Welty: Inwieweit ist auch die wirtschaftliche Existenz von Menschen betroffen?
Bauern konnten ein ganzes Jahr lang ihre Felder nicht bestellen
Park: Oh, das ist schwierig, glaube ich, jetzt einzuschätzen. Zumindest vor der Ebola-Epidemie wurde immer gesagt, dass Sierra Leone ein enormes Wirtschaftswachstum vorzuweisen hatte, und ich glaube, interessanter ist eher da, dass nach dem Krieg, nach dem Bürgerkrieg zum ersten Mal dieses Image eines Landes sich geändert hat – es wurde optimistischer –, und mit der Krise hat sich das natürlich ein bisschen verändert, radikal verändert. Ich denke, man muss abwarten, wie das dann aussieht. Aber landwirtschaftlich gesehen, die Folgen sind sehr gravierend: Bauern konnten ein ganzes Jahr lang ihre Felder nicht bestellen, und das hat natürlich enorme Konsequenzen.
Welty: Nichtsdestotrotz gibt es ja Zeichen der Entwarnung, der Erleichterung auch, aber wie groß ist im Umkehrschluss die Gefahr, dass die Seuche erneut ausbricht, wenn die Gefahr der Ansteckung jetzt beispielsweise nicht mehr so sichtbar ist. Ist das in den Köpfen der Menschen noch drin, wenn Sie sagen, gut, man muss sich die Hände waschen und so weiter, aber ist das wirklich so eingearbeitet schon?
Rückläufige Infektionszahlen
Park: Oh, das ist eine gute Frage. Also ich muss dazu sagen, ich war jetzt ja im Juli da, für einen relativ kurzen Aufenthalt, aber im Juli, also die Epidemie hat sich jetzt schon gravierend verändert – zum einen positiv, die Zahlen sind heruntergekommen, im Juli waren es die letzten zwei, drei Wochen, glaube ich, 14 neue Fälle, insbesondere in Freetown. Man fragt sich dann natürlich, warum gibt es immer noch neue Fälle, während in Liberia wiederum es kaum noch Fälle gibt. Und ich denke, dazu gibt es verschiedene Antworten eigentlich, aber die Frage ist natürlich ...

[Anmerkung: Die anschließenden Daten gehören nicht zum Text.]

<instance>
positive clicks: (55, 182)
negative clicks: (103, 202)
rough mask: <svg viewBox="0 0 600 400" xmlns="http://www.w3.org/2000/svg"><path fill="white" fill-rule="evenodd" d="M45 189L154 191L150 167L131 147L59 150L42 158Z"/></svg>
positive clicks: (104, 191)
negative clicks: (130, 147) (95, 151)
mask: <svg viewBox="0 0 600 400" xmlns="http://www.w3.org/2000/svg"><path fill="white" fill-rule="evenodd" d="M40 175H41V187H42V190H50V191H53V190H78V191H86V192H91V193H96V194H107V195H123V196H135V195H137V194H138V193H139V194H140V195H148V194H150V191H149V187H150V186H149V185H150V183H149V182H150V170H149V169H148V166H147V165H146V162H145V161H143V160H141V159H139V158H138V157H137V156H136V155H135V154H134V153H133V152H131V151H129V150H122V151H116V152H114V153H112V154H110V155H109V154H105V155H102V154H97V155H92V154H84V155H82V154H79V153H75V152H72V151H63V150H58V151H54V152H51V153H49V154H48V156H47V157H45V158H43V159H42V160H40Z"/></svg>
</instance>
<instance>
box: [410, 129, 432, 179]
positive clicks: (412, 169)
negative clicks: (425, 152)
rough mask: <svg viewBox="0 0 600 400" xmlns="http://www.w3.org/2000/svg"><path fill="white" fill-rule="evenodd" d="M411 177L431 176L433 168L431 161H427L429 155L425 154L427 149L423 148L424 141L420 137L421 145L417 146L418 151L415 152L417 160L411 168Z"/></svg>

Welty: Sagen Sie mal das, was Ihnen am wahrscheinlichsten erscheint?
Park: Na ja, die meisten Menschen wissen jetzt natürlich mittlerweile, woher Ebola kommt, wie man sich ansteckt, was man machen muss, um es zu verhindern. Gleichwohl ist das Alltagsleben natürlich unglaublich viel durch Bewegungen, Berührungen bestimmt, und diese zu vermeiden, ist nicht immer leicht, also insbesondere, wenn Angehörige krank werden. Und die meisten Fälle, die jetzt auftreten, kommen tatsächlich aus so einer Situation, wo vermutlich die Menschen füreinander sorgen, nicht wissen, dass der andere möglicherweise ein Ebola-Patient ist.
Welty: Zu Gast in "Studio 9" der Leipziger Ethnologie Sung-Joon Park, der gerade aus Sierra Leone zurückgekommen ist. Ich danke für das Gespräch heute, denn heute vor einem Jahr rief die Weltgesundheitsorganisation WHO den Notstand für die Ebola-Gebiete aus, und ich wünsche Ihnen viel Erfolg für Ihre Forschung!
Äußerungen unserer Gesprächspartner geben deren eigene Auffassungen wieder. Deutschlandradio Kultur macht sich Äußerungen seiner Gesprächspartner in Interviews und Diskussionen nicht zu eigen.